GLBT library with a library advisory board and they provided guidance for zine collection

Tying collection to teaching that’s going on. Zinelibraries.info: Teaching info literacy with zines; zines.barnard.edu has resources.

Processing:
How to catalog, Classification, where to put the barcode, security tape, circ or non, bags, folders
Successful ideas:
Decide what you want your collection to do
– Wanted people to read them: minimal processing, no security tags, with barcode
– Fine arts library: interfiled throughout collection, but website with scanned covers — to interfile or not? But would like to have them as a collection?

Gaylord, Hollinger: to buy mylar sleeves

DIY archives (McKnabb Archives): nearly a dark archive, with a zine collection; minimal budget. Purchase directly from creators, then distros. Tension with cataloging. Consent form so they know what they’re getting into.
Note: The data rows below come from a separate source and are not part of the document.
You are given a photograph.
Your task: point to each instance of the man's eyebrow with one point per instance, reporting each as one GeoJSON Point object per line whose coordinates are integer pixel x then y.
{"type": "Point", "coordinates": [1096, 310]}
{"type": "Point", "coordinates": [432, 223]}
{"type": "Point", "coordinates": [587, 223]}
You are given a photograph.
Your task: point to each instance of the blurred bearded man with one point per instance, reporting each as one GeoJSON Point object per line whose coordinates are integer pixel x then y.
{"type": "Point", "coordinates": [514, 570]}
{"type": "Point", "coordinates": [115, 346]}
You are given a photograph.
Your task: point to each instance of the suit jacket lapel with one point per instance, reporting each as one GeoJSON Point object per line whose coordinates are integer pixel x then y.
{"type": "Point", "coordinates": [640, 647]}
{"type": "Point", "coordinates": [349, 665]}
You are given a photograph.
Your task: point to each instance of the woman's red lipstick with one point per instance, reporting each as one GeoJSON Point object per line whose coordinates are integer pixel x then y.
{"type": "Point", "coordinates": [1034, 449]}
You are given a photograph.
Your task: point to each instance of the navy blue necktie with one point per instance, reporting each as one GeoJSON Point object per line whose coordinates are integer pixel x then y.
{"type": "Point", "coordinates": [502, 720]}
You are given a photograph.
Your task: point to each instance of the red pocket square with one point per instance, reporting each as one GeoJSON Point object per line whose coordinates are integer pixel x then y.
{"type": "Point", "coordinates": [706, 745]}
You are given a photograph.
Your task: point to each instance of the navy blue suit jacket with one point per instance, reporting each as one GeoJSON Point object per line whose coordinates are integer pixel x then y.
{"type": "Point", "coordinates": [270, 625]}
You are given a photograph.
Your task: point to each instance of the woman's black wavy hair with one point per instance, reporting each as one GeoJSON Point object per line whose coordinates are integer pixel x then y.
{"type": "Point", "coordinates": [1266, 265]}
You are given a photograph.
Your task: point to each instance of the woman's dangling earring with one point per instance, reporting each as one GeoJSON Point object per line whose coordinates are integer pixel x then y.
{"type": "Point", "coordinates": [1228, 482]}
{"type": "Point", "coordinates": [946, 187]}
Sometimes I don’t know who created it and don’t have that info; cataloged at collection level.

Some folks use excel as their catalog
Personal collection: spreadsheet with zinecore fields.

Crowd-sourcing to get bibliographic information?

Zine assistant putting info into excel spreadsheet and use MarcEdit to import into catalog — Don’t feel bad about using Excel/Google spreadsheets!

Assistant: reads all the zines and precataloging (extent, binding, size, pg #s) with keywords that cataloger can LCSH them, saves cataloger’s time.

Artist books: a lot of it is about the binding. No provenance — looking to add and have it be searchable, search by color.

Digitization: as entry-point to collection. Librarian who handled it beforehand had grad student scan covers as a separate project and it went into the cat record. Pushing for more digitization with complete digitization as part of workflow for archival material. Feature one every month on our libguide. Want to add them to the flow catalog.

Scanning key content and putting that in the catalog — adding an image into the catalog. Some can.

Use artstor and shared shelf to scan covers to use in catalog.

How can a union catalog serve everyone in this group? Copy cataloging, subject thesauri… without big institutional resources that we can share.